Около того времени нас (или, вернее сказать – меня) постигло большое горе. Леночка оказалась в таком положении и сильно подурнела; лицо ее побледнело, временами покрывалось красными пятнами, стан ее слишком пополнел, и оттого вся ее фигура испортилась. Не понимаю: почему это положение зовут «интересным»!.. Пришлось перешивать платья, переделывать кофточку, пальто. Надо признаться, что Леночка, несмотря на молодые годы, очень терпеливо переносила свою беременность: ни особенной раздражительности, ни прихотей, ни капризов… Только, помню, один раз она неотступно запросила апельсинов, и пришлось разориться на рубль. Слезами и вздохами она тоже не донимала меня. Только однажды ей что-то взгрустнулось… Она тихо заплакала и, подойдя к моему креслу, обняла меня.

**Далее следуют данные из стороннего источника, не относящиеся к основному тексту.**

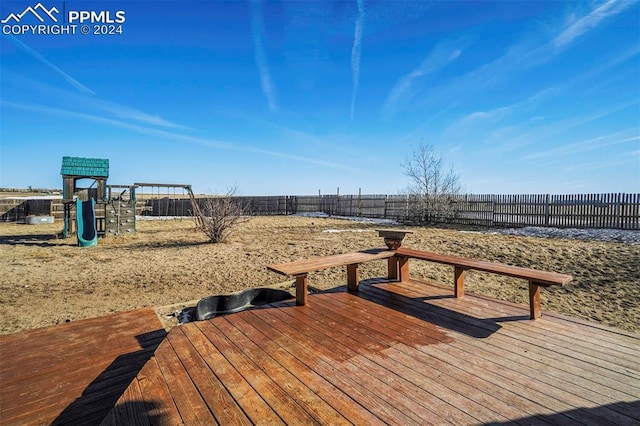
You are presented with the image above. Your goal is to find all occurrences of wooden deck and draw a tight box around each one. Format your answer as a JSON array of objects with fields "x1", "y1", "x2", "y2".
[
  {"x1": 0, "y1": 308, "x2": 166, "y2": 425},
  {"x1": 103, "y1": 280, "x2": 640, "y2": 425}
]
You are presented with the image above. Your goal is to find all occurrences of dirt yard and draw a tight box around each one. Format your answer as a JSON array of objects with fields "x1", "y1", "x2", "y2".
[{"x1": 0, "y1": 217, "x2": 640, "y2": 334}]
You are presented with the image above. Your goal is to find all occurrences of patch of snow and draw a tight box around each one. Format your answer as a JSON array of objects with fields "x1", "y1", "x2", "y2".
[
  {"x1": 136, "y1": 215, "x2": 193, "y2": 220},
  {"x1": 322, "y1": 229, "x2": 373, "y2": 234},
  {"x1": 2, "y1": 195, "x2": 62, "y2": 200},
  {"x1": 484, "y1": 226, "x2": 640, "y2": 244}
]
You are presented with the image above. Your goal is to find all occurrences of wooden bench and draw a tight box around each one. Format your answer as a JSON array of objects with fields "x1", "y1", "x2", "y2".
[
  {"x1": 389, "y1": 247, "x2": 572, "y2": 319},
  {"x1": 267, "y1": 248, "x2": 395, "y2": 305}
]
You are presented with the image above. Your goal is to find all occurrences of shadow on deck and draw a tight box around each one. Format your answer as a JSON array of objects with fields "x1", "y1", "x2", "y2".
[
  {"x1": 0, "y1": 279, "x2": 640, "y2": 425},
  {"x1": 103, "y1": 280, "x2": 640, "y2": 425},
  {"x1": 0, "y1": 308, "x2": 166, "y2": 424}
]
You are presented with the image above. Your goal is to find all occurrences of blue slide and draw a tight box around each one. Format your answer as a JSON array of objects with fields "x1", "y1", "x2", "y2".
[{"x1": 76, "y1": 198, "x2": 98, "y2": 247}]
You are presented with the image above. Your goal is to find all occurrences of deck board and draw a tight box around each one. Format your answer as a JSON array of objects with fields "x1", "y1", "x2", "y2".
[
  {"x1": 104, "y1": 279, "x2": 640, "y2": 425},
  {"x1": 5, "y1": 279, "x2": 640, "y2": 426},
  {"x1": 0, "y1": 308, "x2": 166, "y2": 424}
]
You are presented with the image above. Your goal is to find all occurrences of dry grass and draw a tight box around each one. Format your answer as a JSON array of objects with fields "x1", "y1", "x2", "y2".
[{"x1": 0, "y1": 217, "x2": 640, "y2": 334}]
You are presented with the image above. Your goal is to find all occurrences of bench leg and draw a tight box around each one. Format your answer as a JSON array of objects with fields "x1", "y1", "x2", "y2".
[
  {"x1": 296, "y1": 274, "x2": 309, "y2": 306},
  {"x1": 398, "y1": 257, "x2": 409, "y2": 283},
  {"x1": 453, "y1": 266, "x2": 465, "y2": 299},
  {"x1": 347, "y1": 263, "x2": 360, "y2": 293},
  {"x1": 387, "y1": 256, "x2": 398, "y2": 281},
  {"x1": 529, "y1": 281, "x2": 542, "y2": 319}
]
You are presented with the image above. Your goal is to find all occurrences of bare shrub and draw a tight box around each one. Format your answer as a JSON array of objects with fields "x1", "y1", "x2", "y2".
[
  {"x1": 194, "y1": 188, "x2": 244, "y2": 243},
  {"x1": 402, "y1": 143, "x2": 462, "y2": 223}
]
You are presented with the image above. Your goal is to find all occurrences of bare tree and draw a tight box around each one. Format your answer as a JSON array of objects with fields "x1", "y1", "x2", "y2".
[
  {"x1": 194, "y1": 187, "x2": 244, "y2": 243},
  {"x1": 402, "y1": 143, "x2": 462, "y2": 223}
]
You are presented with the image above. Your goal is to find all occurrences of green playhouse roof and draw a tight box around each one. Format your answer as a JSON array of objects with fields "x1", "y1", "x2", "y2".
[{"x1": 60, "y1": 157, "x2": 109, "y2": 177}]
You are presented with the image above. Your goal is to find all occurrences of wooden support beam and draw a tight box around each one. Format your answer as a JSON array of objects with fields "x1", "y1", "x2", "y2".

– Алеша! Ты пожалеешь обо мне, если я умру?.. – сквозь слезы спросила она, прижимаясь горячей щекой к моему лицу.

Несколько ее горячих слез упало мне на щеку, – я отер их и старался успокоить Леночку, просил не думать о смерти (терпеть не могу таких дум!), говорил ей, что все это – вздор, что все женщины рожают, а, однако, редко умирают от родов.

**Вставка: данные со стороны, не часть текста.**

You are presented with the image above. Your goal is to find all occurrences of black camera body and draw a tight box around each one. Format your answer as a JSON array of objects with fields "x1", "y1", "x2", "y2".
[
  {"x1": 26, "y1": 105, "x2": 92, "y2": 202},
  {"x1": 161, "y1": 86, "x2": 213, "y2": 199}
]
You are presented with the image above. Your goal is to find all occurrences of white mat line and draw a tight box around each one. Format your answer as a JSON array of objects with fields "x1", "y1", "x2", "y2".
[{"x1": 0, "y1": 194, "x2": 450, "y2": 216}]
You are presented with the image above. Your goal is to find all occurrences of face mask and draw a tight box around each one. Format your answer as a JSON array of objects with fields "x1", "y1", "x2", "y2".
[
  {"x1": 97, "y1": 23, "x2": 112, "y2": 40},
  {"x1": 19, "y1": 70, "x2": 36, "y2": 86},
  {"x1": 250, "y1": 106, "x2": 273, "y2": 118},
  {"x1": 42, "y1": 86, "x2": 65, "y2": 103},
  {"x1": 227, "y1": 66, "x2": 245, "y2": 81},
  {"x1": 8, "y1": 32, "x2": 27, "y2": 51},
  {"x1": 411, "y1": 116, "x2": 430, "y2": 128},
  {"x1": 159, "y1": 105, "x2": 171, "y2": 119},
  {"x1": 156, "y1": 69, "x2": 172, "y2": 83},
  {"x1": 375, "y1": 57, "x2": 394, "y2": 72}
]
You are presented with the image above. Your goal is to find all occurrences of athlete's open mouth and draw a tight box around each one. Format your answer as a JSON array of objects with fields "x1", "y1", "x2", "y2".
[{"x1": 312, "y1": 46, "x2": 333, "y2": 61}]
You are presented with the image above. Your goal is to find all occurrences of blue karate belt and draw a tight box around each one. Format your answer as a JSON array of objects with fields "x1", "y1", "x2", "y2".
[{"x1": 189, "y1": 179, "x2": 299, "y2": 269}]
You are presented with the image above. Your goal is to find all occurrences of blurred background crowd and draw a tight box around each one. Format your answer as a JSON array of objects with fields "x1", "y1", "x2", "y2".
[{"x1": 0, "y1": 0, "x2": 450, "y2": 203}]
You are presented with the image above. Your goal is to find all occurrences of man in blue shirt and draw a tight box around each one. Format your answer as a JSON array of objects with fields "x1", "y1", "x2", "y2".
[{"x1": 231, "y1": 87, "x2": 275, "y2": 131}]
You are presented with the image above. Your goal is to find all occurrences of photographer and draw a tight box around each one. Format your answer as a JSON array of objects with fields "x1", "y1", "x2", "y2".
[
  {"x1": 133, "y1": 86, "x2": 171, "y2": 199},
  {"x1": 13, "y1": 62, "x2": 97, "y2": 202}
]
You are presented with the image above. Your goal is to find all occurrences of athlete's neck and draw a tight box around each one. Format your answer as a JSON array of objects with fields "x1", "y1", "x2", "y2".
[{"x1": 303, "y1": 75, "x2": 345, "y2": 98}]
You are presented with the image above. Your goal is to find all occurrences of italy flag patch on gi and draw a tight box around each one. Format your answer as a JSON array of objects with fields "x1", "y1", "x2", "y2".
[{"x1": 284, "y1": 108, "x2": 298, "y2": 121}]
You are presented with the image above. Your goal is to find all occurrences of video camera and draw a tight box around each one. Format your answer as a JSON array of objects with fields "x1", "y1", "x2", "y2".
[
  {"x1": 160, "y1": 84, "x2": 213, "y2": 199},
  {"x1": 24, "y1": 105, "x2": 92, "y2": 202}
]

– Все-таки же умирают! – настаивала Лена.

Я посадил ее к себе на колени, ласкал и утешал ее: не она – первая, не она – последняя, она у меня такая здоровая, так отлично сложена, кость у нее широкая, – и бояться ей решительно нечего.

С большим неудовольствием, даже, можно сказать, с отвращением думал я о нашем будущем ребенке. Для чего он мне? Что мне в нем? Сходясь с Леночкой, я вовсе о нем не помышлял. Я только думал о любовных удовольствиях, а вовсе не имел в виду сделаться отцом семейства. Вот еще, – очень нужно… при моих-то средствах! (В то время я получал только девятьсот рублей в год.)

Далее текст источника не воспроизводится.